Scalable Computation

Scalable Computation#

Evaluating \(Q_n = \mathbf{z}^\top \tilde{\mathbf{K}} \mathbf{z}\) and its p-value naively requires the dense \(n \times n\) matrix \(\tilde{\mathbf{K}}\) and its full spectrum, which costs \(\mathcal{O}(n^3)\) time and \(\mathcal{O}(n^2)\) memory. Modern spatial-omics datasets (with \(n\) from \(10^3\) to \(10^7\) spots and \(m\) from \(10^3\) to \(10^4\) features) make that intractable.

quadsv replaces the dense baseline with scalable operators that never materialise \(\tilde{\mathbf{K}}\) and never run a full eigendecomposition. This page summarises the three orthogonal axes of the design: null-distribution approximations, structured or sparse kernel operators, and Fourier-accelerated primitives. It also tabulates their combined complexity.

Notation: \(c_p := \operatorname{tr}(\tilde{\mathbf{K}}^p)\) is the \(p\)-th spectral power sum.
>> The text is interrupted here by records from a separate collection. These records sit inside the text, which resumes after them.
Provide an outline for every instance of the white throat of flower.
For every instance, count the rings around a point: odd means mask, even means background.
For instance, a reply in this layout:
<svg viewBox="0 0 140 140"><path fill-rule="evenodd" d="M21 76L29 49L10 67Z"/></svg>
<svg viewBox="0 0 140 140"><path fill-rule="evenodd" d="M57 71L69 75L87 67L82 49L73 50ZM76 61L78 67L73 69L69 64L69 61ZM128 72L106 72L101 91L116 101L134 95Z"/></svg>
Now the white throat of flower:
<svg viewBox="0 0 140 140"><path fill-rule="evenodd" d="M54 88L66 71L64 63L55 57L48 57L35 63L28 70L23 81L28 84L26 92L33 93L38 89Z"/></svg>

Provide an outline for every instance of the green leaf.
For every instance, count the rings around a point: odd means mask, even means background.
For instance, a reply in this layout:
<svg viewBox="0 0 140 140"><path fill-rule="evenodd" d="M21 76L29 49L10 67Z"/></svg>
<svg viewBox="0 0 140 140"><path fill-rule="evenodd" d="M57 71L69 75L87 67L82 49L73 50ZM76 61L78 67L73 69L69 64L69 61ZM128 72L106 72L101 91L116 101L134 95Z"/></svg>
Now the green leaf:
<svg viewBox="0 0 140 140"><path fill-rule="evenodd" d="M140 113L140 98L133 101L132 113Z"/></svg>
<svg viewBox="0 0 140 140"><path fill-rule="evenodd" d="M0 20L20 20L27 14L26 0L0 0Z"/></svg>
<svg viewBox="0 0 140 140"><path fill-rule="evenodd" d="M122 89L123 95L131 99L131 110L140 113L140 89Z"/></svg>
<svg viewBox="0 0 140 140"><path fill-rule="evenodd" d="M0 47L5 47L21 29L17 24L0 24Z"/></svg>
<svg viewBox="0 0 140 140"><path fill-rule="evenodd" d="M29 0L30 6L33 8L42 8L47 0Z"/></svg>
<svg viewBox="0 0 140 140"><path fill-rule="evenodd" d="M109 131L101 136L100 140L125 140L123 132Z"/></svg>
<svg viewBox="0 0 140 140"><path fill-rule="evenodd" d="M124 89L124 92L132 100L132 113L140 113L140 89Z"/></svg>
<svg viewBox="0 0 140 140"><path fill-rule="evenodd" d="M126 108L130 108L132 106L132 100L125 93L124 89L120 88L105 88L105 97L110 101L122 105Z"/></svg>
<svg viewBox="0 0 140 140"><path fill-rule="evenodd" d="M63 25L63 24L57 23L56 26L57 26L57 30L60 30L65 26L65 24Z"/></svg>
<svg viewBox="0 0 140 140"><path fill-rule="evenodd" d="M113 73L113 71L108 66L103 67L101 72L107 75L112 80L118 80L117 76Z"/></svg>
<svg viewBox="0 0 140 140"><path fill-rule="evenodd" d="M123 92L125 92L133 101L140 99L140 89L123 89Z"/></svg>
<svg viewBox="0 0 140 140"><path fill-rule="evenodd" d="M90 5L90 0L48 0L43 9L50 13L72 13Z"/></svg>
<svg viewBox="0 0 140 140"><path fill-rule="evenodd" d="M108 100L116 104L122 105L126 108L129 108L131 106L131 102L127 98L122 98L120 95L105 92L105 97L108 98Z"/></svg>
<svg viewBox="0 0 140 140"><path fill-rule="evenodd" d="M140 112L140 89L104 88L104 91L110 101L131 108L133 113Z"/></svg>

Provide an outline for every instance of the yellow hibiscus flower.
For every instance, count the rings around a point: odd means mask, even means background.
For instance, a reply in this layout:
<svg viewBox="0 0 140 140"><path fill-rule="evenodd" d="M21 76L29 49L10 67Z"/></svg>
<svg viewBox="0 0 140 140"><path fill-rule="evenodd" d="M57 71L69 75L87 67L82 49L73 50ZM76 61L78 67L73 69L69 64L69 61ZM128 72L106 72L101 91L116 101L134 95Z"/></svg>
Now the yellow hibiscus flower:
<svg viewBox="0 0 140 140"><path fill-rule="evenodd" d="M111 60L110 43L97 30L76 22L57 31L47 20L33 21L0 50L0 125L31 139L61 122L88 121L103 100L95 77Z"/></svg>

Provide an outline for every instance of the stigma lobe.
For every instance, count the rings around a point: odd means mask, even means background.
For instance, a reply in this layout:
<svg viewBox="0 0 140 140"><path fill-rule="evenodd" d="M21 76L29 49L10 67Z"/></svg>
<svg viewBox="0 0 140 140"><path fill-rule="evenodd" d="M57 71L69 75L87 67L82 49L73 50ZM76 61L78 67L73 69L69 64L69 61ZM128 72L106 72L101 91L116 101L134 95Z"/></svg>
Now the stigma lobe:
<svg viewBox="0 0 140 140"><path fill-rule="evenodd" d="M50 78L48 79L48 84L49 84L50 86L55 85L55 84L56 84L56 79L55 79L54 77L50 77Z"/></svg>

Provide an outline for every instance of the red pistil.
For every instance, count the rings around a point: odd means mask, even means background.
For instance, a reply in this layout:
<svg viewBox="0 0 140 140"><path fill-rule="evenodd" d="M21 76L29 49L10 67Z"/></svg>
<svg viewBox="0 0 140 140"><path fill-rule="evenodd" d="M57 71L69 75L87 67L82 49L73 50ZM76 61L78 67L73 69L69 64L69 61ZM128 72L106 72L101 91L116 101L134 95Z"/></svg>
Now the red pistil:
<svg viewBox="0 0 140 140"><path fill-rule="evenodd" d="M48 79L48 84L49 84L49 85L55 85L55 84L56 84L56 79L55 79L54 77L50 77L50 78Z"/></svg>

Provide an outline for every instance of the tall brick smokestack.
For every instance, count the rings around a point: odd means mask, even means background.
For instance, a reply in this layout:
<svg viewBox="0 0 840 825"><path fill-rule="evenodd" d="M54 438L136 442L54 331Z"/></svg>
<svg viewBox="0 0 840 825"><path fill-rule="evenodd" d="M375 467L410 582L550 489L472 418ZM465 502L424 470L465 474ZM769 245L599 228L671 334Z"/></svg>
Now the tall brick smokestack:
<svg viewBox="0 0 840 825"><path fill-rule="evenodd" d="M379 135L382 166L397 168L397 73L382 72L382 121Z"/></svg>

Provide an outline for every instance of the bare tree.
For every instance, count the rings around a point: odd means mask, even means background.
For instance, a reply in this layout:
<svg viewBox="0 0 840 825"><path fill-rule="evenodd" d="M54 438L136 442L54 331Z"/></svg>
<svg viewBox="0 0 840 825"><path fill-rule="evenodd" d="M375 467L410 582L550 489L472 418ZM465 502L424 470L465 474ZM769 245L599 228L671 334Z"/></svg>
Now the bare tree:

Under the null, \(\mathbb{E}[Q_n] = c_1\) and \(\operatorname{Var}[Q_n] = 2 c_2 + \epsilon_{\text{kurtosis}}\).

Null-distribution approximations#

Under \(H_0\), \(Q_n \xrightarrow{d} \sum_{i=1}^n \lambda_i^{(n)} \chi_1^2\). An exact p-value can be obtained by Davies’ inversion of

\[\varphi_{Q_n}(t) \;=\; \prod_{i=1}^n \bigl(1 - 2it\lambda_i^{(n)}\bigr)^{-1/2},\]

but only after paying \(\mathcal{O}(n^3)\) for the full spectrum plus \(\mathcal{O}(Kn)\) per feature, where \(K\) is the number of quadrature nodes. To avoid the eigendecomposition entirely, quadsv ships two moment-matching fits that evaluate in \(\mathcal{O}(1)\) per feature once the cumulants are cached:

Welch-Satterthwaite and CLT match \(c_1, c_2\) to a scaled central \(\chi^2\) (Welch, PSD kernels only) or to a Normal (CLT, valid for indefinite \(\tilde{\mathbf{K}}\) too). Both need only \(\operatorname{tr}(\tilde{\mathbf{K}})\) and \(\operatorname{tr}(\tilde{\mathbf{K}}^2)\).
Liu’s approximation matches the first four cumulants \(c_1 \ldots c_4\) to a shifted non-central \(\chi^2\). The higher cumulants are estimated via Hutchinson’s trace estimator,

\[c_p \;=\; \mathbb{E}\bigl[\mathbf{v}^\top \tilde{\mathbf{K}}^p \mathbf{v}\bigr] \;\approx\; \tfrac{1}{V}\,\textstyle\sum_{s=1}^{V} \mathbf{v}_s^\top \tilde{\mathbf{K}}^p \mathbf{v}_s,\]

with iid Rademacher probes \(\{\mathbf{v}_s\} \stackrel{\text{iid}}{\sim} \{\pm 1\}^n\). Two matvecs per probe deliver all four cumulants from the same probe pool.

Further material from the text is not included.